Le Parisien : Vous êtes pressenti pour présider la Fondation pour les oeuvres de l'islam de France. Allez-vous accepter ?
Jean-Pierre Chevènement:
Dès le début de cette année, nous avons eu, Bernard Cazeneuve, son cabinet et moi-même, plusieurs réunions sur le sujet. Car, dès 1999, j'avais, comme ministre de l'Intérieur, lancé une grande consultation sur l'islam de France. Le ministre de l'Intérieur m'a adressé une lettre le 26 avril, me proposant — et je pense qu'il n'a pas fait cette proposition sans l'avoir évoquée avec le Premier ministre et le président de la République — la présidence de cette fondation qui n'est pas encore constituée. J'apprécie beaucoup Bernard Cazeneuve pour sa modération, sa détermination, sa parole toujours maîtrisée.

Vous allez donc dire oui ?
Il s'agit d'une tâche d'intérêt public car les 4,1 millions de musulmans que compte la France doivent pouvoir exercer leur culte mais dans le respect de la laïcité et des principes de la République. Cette mission est tellement d'intérêt public qu'aucun responsable ne peut s'y dérober. Je ne m'y déroberai donc pas sauf si ma nomination devait entraîner des problèmes insolubles qui me forceraient à me retirer. Je dis à un certain nombre d'hommes politiques de l'opposition : il en va de l'intérêt du pays que cette fondation, d'ailleurs mise en place en 2005 sous la présidence de Jacques Chirac, puisse enfin fonctionner. Comme le dit Omar Sy, nous portons tous le maillot bleu de l'équipe de France.
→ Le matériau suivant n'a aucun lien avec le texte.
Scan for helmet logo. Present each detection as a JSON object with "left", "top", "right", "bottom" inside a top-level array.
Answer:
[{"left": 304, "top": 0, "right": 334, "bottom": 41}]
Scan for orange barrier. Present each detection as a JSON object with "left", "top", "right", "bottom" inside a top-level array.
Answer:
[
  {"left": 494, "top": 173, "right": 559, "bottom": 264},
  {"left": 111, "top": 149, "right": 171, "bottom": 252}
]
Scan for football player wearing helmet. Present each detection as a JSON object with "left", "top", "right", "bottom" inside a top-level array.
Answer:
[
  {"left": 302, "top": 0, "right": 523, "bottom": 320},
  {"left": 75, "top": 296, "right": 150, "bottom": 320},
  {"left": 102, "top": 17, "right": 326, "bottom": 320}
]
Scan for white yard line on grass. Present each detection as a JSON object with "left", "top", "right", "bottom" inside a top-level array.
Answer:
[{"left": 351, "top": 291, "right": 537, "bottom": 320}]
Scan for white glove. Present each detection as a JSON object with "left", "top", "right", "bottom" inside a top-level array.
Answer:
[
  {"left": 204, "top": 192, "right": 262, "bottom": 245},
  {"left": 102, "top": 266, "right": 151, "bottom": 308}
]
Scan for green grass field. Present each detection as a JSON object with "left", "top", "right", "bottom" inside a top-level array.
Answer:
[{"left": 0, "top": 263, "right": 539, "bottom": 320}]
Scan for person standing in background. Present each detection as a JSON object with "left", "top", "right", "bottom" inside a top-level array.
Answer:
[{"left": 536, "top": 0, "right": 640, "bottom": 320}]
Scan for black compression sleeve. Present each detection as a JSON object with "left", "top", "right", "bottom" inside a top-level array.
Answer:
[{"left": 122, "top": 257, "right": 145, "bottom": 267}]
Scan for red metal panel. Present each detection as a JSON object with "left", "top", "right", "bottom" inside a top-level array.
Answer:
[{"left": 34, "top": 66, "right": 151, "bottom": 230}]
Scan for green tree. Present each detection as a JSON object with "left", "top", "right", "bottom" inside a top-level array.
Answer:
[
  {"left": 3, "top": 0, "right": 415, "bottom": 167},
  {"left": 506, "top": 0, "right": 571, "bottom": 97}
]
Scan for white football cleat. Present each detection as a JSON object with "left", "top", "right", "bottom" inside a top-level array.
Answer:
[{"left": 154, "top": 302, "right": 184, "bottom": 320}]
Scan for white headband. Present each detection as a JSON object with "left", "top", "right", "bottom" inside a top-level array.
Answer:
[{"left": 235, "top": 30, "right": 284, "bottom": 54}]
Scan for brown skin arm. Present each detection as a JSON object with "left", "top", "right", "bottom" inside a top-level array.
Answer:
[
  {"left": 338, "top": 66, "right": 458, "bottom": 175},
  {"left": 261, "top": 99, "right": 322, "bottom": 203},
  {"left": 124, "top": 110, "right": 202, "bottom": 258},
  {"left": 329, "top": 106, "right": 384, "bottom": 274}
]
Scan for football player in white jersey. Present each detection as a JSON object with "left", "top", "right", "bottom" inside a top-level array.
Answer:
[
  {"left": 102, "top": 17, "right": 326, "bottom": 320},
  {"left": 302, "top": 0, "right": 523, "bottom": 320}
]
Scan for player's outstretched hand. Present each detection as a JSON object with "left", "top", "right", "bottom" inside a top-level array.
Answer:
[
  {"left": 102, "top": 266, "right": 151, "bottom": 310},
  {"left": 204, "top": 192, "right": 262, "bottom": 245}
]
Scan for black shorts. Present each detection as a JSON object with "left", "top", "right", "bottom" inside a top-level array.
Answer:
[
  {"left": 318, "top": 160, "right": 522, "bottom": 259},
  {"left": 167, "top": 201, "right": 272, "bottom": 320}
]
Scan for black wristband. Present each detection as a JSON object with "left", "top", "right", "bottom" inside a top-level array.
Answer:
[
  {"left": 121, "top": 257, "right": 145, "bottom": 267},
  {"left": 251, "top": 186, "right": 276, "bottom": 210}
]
Certains critiquent le fait que vous soyez une personnalité politique et un non-musulman...
Ce que l'on me propose est la présidence de la Fondation pour les oeuvres de l'islam de France qui a une vocation d'intérêt général, et non de l'association cultuelle qui y sera adossée. Le futur président de la Fondation ne sera pas chargé de promouvoir l'islam. Je n'y ai aucun titre, je ne suis pas musulman, je suis un républicain laïc. La laïcité n'est pas tournée contre la religion, elle libère la spiritualité de toute emprise de l'Etat. Je n'entends nullement m'immiscer dans la sphère du religieux.

Dépêche AFP, mercredi 3 août 2016, 13h59.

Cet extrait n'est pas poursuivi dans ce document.